Болезненно важным для Куприна в период Октябрьской революции становится вопрос о свободе печати. Сразу после октябрьского переворота 27 октября 1917 г. СНК принял декрет ‘О печати’, уточнявший критерии, на основании которых ‘буржуазные’ органы печати подлежали запрещению. Цензура стала эффективным оружием новой власти в борьбе с инакомыслящими. Независимое слово подвергается гонениям, но Куприн отмечает, что журналисты не спешат на поклон к большевикам. Поэтому на свободных писателей и журналистов навешивается ярлык — ‘писаки’. В статье намечен купринский лейтмотив восприятия дальнейших событий: в социальный рай ‘неучи гонят Россию прикладом, пулеметом, голодом и словоблудием’.

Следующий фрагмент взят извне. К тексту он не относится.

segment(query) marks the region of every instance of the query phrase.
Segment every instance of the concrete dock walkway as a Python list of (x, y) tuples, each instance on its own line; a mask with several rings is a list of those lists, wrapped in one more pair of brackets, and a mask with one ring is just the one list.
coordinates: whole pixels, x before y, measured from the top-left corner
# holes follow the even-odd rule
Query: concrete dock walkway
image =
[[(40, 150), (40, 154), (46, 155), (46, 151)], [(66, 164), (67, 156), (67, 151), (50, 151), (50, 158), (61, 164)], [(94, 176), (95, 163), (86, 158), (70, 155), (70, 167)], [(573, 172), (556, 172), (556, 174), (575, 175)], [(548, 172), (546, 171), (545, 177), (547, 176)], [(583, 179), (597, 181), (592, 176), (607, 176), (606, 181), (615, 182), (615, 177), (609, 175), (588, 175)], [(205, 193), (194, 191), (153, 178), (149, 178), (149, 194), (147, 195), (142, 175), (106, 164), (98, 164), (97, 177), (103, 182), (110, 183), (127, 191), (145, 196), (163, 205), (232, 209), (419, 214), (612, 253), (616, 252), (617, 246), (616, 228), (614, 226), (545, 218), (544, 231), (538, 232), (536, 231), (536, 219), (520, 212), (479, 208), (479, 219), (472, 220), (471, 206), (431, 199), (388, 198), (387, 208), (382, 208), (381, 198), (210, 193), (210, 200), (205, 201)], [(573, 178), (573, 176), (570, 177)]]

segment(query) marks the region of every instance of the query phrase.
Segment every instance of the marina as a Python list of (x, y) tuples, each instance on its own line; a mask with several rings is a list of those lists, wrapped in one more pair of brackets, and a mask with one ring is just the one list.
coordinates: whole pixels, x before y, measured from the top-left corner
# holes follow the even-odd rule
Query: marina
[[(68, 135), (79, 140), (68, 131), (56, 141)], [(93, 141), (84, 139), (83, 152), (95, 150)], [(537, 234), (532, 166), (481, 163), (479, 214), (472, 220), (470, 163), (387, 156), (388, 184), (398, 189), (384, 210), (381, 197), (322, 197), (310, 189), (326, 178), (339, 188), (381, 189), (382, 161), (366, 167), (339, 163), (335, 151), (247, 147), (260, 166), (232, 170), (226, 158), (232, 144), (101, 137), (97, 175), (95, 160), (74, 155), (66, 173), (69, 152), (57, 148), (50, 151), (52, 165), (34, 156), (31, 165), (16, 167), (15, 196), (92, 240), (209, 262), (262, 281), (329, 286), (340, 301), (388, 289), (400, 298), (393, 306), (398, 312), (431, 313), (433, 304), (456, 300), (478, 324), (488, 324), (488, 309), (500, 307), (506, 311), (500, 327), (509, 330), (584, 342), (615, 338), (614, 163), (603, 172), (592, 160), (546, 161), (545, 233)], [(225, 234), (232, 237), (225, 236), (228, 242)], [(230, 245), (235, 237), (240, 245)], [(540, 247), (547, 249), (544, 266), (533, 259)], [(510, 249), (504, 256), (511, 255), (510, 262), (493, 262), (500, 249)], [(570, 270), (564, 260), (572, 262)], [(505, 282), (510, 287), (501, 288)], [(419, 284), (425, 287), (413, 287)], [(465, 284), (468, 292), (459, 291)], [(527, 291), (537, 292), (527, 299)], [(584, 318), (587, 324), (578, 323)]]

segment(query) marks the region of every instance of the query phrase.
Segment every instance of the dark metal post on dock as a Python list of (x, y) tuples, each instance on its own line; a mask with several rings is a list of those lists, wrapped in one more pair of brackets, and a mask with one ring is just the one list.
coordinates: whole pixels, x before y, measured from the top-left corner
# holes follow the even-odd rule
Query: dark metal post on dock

— действия наркомов, нархозов, советов, румчеродов, красармов — сокращенные названия послереволюционных комиссариатов и учреждений: нарком — народный комиссариат, нархоз — народное хозяйство, румчерод
— центральный исполнительный комитет Румынского фронта, Черноморского флота и Одессы, красарм — Красная армия.
— городничий Антон Антонович Сквозняк-Дмухановский — персонаж комедии Н.В. Гоголя ‘Ревизор’.
— шевалье де Роанн — шевалье де Роан-Шабо, отпрыск одного из самых родовитых семейств Франции. В 1725 г. в театре оскорбил Вольтера, а в ответ на его колкости приказал наемникам избить писателя. Правительство во избежание осложнений заключило в Бастилию Вольтера (1726).
— Золя — Эмиль Золя (1840-1902), французский писатель, публицист, политический деятель, выступил со статьей ‘Я обвиняю!’ по делу Дрейфуса.
— позорные дни Дрейфуса — громкий судебный процесс 1894-1906 гг. по несправедливому обвинению в шпионаже в пользу Германии капитана Альфреда Дрейфуса, офицера французского Генштаба, еврея по национальности. Дело Дрейфуса всколыхнуло общественно-политическую и духовную жизнь Европы конца XIX — начала XX вв.
— Мопертюи — Пьер Луи Моро, французский физик, математик, философ 18 в.
— Фрерон Луи-Мари-Станислав — деятель Великой французской революции, журналист. В 1790 г. выпускал журнал ‘Оратор народа’. В Конвенте произнес речь в защиту свободы печати.
— Рошфор — Анри Рошфор (1831-1913), французский политический деятель и писатель-публицист, автор блестящих памфлетов, направленных против Наполеона III. Куприн после смерти Рошфора посвятил ему очерк ‘Рошфор’ (1914).
— Пинар, Стамир при Наполеоне III— Куприн упоминает имена в своем раннем очерке ‘Рошфор’: ‘стоящие у кормила власти Руэр и Пинар, пользуясь наемными перьями <,…>, Стамира…’ Стамировский — эмигрант, поляк, журналист. Пинар Пьер-Эрнест — французский государственный деятель в эпоху царствования Наполеона III.
— герцог Альба — испанский государственный деятель и военачальник XVI в., правитель Нидерландов, применявший суровые действия при подавлении восстания.
— Видок Фиглярин — прозвище писателя и журналиста Фаддея Булгарина, намек на службу Булгарина в тайной полиции (Видок — начальник парижской сыскной полиции). В 1926 г. Булгарин подал в III Отделение записку ‘О цензуре в России и книгопечатании вообще’. После памфлетов и эпиграмм А. Пушкина и П. Вяземского имя стало нарицательным, обозначает доносчика, осведомителя, продажного журналиста.
— Карл-Амалия Грингмут — журналист немецкого происхождения, поэтому печать насмешливо именовала его Карл-Амалия. Антисемит, реакционный публицист. Редактор-издатель газеты ‘Московские ведомости’ (1897-1907), которая при нем пользовалась репутацией черносотенной.